Dommage toutefois que la dernière partie pêche quelque peu par gigantisme : à trop enquiller les affrontements mis en parallèle, Bay finit par nous perdre dans ceux-ci, si bien que le spectateur ne sait plus très bien qui est qui ou qui fait quoi. Un « flou artistique » certain dans le dernier tiers qui n’enlève cependant rien au plaisir ressenti. Comme quoi il est possible pour un film du Bayhem d’être véritablement fun quand il n’est pas totalement phagocyté par l’égo de son géniteur.
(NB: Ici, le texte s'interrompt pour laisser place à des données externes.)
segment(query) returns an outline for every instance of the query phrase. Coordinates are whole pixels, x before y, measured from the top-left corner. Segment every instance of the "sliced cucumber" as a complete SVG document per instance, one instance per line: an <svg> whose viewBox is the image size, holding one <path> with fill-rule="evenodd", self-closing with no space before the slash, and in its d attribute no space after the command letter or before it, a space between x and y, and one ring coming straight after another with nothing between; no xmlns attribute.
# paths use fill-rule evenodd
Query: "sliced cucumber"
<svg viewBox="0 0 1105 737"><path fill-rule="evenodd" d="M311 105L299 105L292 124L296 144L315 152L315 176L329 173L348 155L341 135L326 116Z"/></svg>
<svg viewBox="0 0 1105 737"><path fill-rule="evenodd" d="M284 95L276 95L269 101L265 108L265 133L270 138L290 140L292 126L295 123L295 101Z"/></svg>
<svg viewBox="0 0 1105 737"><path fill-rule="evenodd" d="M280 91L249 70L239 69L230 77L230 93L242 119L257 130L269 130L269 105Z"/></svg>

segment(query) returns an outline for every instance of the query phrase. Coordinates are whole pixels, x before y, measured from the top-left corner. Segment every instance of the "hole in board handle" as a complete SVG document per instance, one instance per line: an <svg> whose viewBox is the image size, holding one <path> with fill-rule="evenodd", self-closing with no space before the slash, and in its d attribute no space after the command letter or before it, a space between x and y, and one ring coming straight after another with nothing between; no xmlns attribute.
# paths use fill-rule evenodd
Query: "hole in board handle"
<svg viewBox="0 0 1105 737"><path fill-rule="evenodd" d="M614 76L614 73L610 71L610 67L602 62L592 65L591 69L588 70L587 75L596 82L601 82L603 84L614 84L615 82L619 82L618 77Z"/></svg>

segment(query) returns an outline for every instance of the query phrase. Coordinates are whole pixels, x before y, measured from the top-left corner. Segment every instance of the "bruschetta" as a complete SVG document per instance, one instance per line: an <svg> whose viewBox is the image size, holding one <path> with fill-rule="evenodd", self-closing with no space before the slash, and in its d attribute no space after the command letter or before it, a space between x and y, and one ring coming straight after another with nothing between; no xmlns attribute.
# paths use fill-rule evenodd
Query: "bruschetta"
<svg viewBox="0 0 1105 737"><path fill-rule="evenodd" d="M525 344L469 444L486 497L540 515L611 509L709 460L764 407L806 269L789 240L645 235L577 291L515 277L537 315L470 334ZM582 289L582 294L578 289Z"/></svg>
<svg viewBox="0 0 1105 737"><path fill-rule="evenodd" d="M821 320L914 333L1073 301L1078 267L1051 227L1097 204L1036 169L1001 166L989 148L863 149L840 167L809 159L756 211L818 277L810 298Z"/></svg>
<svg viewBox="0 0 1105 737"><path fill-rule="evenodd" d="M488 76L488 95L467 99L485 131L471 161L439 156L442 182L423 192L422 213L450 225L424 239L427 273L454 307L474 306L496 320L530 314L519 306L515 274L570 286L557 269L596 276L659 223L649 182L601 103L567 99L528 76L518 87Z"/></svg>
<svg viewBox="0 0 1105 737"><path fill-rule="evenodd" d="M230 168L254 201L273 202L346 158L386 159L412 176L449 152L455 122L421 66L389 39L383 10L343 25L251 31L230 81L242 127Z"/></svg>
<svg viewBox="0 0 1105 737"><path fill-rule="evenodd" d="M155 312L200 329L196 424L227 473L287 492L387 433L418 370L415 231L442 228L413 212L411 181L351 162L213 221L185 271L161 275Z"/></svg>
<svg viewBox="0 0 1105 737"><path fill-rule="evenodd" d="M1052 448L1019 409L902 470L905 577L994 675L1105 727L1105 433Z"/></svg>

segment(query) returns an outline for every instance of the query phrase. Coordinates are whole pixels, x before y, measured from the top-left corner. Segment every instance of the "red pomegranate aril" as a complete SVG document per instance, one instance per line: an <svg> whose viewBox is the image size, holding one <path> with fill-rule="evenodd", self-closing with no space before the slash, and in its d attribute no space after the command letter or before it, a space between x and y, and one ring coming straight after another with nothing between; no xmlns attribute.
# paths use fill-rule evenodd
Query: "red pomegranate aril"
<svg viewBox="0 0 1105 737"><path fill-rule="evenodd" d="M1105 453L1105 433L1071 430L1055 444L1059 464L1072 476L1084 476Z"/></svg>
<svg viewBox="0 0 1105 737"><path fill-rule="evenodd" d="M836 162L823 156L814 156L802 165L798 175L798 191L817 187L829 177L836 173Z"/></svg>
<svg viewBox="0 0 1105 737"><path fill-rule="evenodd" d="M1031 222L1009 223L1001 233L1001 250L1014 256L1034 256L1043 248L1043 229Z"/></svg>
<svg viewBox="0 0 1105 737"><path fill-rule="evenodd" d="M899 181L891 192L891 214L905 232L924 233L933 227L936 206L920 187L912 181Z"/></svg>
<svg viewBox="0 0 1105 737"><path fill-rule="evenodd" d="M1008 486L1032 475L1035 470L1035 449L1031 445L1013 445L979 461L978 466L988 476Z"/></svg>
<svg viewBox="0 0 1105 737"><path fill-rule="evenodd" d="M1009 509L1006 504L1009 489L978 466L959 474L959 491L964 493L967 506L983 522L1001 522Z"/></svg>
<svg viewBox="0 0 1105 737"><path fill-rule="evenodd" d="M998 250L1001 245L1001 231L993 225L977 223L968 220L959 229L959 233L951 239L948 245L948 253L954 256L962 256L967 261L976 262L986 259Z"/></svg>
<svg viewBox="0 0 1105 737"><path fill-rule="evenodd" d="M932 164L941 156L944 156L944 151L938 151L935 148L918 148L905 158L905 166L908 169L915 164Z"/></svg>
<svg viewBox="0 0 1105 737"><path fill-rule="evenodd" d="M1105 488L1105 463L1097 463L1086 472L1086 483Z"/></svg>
Plus modeste que d’habitude, le cinéaste se permet même de prêter allégeance au cinéma de Spielberg lors d’un assaut final faisant clairement référence à Jurassic Park (les robots en plus, la candeur en moins) filant de sacrés frissons ! Et lorsqu’il s’aventure à l’autocitation c’est pour mieux se moquer gentiment de lui-même si bien qu’on ne peut s’empêcher de déceler une once de malice quand il fait dans le placement de produits ostentatoire. On sera un peu moins avenant lorsqu’il cite de manière un peu trop lourdingue H.R. Giger, mais franchement on préfère largement Michael Bay version fanboy qu’en mode beauf intégral élevé au mais et à la Bud ! Malgré une durée rédhibitoire de 2H45 (le film aurait largement pu être amputé d’une bonne demi-heure) Transformers 4 reste un divertissement sympathique car traité avec une relative « sobriété ». Régressif mais pas couillon, ce 4eme volet a le mérite de ne pas pendre son public comme un simple bœuf bouffeur de pop corn mais comme des spectateurs désireux de retomber en enfance pendant trois heures sans être pris pour un crétin absolu. Et si l’on voulait synthétiser Transformers 4 et, de manière plus globale, la manière dont Michael Bay envisage son cinéma, on pourrait la résumer à cette séquence où Yeager et son associé visitent un multiplexe délabré, lieu magique qui servait surtout à « serrer des filles ». Sans jouer aujourd’hui les apôtres pro Bay on pourrait arguer que le monsieur tente de nous dire qu’il a toujours envisagé ses films comme une expérience collective où des millions de choses peuvent se dérouler devant et derrière l’écran, libre alors au spectateur d’approuver la méthode ou non.

 

Avec Transformers 4, Michael Bay signe tout simplement le meilleur opus de la saga.